Flávia Jôse Alves, pesquisadora do Cidacs/Fiocruz e da Harvard Medical School, explica que o objetivo do estudo foi avaliar se havia uma mudança no padrão de crescimento dessas taxas de notificações, internações e mortalidade ao longo do tempo. Por isso, utilizaram essas três bases de dados públicas.
— Vimos que as taxas de suicídio estão aumentando ao longo do tempo, com um padrão constante de crescimento. Vem crescendo de 2011 até o final da série e o que chama a atenção é o crescimento nas faixas etárias mais jovens. Mas, analisando essas três bases, também conseguimos ver que há uma iniquidade de acesso aos serviços de saúde, por exemplo — aponta a líder da investigação.
A desigualdade citada por Flávia está relacionada aos indígenas — o estudo também avaliou os números de cada raça e etnia no país. A pesquisadora ressalta que, mesmo tendo as maiores taxas de notificação de automutilação e suicídio, esse grupo possui os menores índices de hospitalização na comparação com a população geral. Isso evidencia que os indígenas têm uma maior dificuldade para chegar aos serviços de urgência e emergência.

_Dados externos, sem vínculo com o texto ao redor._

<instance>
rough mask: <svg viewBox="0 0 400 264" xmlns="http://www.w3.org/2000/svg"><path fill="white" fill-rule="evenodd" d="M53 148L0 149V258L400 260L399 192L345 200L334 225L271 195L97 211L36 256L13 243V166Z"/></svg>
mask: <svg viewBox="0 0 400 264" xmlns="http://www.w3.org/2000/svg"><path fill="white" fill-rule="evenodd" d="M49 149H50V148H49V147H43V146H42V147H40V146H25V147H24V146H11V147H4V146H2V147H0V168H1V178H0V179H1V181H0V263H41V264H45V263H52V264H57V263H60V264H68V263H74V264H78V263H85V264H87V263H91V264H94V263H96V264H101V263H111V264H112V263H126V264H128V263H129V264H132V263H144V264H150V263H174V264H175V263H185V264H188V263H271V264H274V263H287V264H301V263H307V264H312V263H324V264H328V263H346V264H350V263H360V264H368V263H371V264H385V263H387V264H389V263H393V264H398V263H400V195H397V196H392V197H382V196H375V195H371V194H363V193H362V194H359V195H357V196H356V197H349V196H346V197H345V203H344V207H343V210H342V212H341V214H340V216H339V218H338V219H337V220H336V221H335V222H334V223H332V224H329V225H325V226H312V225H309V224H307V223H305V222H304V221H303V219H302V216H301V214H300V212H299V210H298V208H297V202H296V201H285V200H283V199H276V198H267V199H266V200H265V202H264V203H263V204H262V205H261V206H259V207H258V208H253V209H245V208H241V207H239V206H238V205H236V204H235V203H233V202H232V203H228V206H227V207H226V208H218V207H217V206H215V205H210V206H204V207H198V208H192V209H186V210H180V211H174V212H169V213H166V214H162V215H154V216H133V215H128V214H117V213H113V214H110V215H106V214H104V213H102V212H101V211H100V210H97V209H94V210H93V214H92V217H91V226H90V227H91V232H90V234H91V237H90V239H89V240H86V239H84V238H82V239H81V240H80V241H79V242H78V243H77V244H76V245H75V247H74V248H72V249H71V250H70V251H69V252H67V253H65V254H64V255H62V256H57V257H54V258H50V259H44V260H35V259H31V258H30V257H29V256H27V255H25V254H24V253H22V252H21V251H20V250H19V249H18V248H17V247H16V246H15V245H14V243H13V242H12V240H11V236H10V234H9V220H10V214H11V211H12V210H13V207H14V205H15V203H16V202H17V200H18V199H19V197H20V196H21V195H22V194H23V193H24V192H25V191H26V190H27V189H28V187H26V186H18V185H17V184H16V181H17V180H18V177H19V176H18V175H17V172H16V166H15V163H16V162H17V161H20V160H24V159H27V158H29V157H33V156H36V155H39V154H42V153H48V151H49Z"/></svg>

Aumento nas Américas, apesar da redução global
Na escala global, há registro de uma redução de 36% no número de suicídios em todo o mundo. Contudo, a região das Américas foi na contramão, apresentando um aumento de 17% nos casos no período de 2000 a 2019. Nesse intervalo de tempo, a taxa do Brasil cresceu 43%.
Flávia enfatiza que esses dados são de estudos anteriores e acrescenta que há uma escassez em alguns países, que não conseguem coletar essas informações, principalmente de autolesões que não tenham um desfecho total. Diante disso, chama a atenção para a existência das bases de dados brasileiras e para a necessidade de adotar medidas específicas para os grupos mais atingidos.

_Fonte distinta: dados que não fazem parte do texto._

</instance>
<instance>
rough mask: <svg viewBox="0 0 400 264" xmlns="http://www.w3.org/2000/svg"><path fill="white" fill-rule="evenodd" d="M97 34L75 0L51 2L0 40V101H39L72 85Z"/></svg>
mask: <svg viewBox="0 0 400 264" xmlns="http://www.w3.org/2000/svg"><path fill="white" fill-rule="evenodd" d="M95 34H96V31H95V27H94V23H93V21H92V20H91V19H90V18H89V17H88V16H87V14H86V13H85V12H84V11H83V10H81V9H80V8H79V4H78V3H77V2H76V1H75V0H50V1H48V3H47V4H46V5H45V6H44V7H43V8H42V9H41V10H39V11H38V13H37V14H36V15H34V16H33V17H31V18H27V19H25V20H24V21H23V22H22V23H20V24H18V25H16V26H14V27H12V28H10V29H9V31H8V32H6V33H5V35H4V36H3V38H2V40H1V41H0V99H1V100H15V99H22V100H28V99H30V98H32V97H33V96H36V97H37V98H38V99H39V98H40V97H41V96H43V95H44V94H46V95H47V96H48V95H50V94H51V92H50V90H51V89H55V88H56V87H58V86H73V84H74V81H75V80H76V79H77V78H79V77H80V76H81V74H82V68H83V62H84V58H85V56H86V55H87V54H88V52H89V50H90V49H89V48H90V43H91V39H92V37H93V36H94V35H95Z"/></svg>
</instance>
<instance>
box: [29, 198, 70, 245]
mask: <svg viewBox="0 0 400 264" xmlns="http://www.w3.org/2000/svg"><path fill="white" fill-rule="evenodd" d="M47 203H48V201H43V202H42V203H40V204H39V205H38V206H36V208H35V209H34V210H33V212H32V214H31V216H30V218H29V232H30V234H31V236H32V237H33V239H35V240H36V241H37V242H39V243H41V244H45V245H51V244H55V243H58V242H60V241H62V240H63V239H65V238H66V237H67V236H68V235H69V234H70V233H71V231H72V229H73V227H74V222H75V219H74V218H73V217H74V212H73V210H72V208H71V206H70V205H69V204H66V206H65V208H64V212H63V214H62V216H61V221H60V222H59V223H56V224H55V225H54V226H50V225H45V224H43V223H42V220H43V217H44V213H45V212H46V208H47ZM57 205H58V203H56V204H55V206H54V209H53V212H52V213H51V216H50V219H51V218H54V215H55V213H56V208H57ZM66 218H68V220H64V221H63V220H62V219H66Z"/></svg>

— A Organização Mundial de Saúde (OMS) coloca que uma das questões principais é ter esses dados. Precisamos ter e o Brasil tem. E essa análise mostra que as políticas públicas de prevenção e os planos de ação precisam pensar nessa perspectiva, abarcando a população geral, mas também estratégias mais focadas em populações específicas — finaliza a pesquisadora.
Procure ajuda
Caso você esteja enfrentando alguma situação de sofrimento intenso ou pensando em cometer suicídio, pode buscar ajuda para superar este momento de dor. Lembre-se de que o desamparo e a desesperança são condições que podem ser modificadas e que outras pessoas já enfrentaram circunstâncias semelhantes.

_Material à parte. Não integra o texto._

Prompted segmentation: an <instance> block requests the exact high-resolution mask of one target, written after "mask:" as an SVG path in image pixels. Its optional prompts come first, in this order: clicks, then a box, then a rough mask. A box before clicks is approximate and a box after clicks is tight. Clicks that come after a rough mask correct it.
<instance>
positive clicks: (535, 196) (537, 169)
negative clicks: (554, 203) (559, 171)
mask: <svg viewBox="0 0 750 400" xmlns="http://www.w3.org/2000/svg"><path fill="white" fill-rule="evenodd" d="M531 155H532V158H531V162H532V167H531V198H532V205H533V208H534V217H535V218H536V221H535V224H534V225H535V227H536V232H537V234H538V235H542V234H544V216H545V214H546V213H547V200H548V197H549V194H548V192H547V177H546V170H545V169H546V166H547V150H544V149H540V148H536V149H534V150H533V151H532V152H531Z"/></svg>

Se não estiver confortável em falar sobre o que sente com alguém de seu círculo próximo, o Centro de Valorização da Vida (CVV) presta serviço voluntário e gratuito de apoio emocional e prevenção do suicídio para todas as pessoas que querem e precisam conversar, sob total sigilo e anonimato. O CVV (cvv.org.br) conta com mais de 4 mil voluntários e atende mais de 3 milhões de pessoas anualmente. O serviço funciona 24 horas por dia (inclusive aos feriados), pelo telefone 188, e também atende por e-mail, chat e pessoalmente. São mais de 120 postos de atendimento em todo o Brasil (confira os endereços neste link).
Você também pode buscar atendimento na Unidade Básica de Saúde mais próxima de sua casa, pelo Serviço de Atendimento Móvel de Urgência (Samu), no telefone 192, ou em um dos Centros de Atenção Psicossocial (CAPS) do Estado. A lista com os endereços dos CAPS do Rio Grande do Sul está neste link.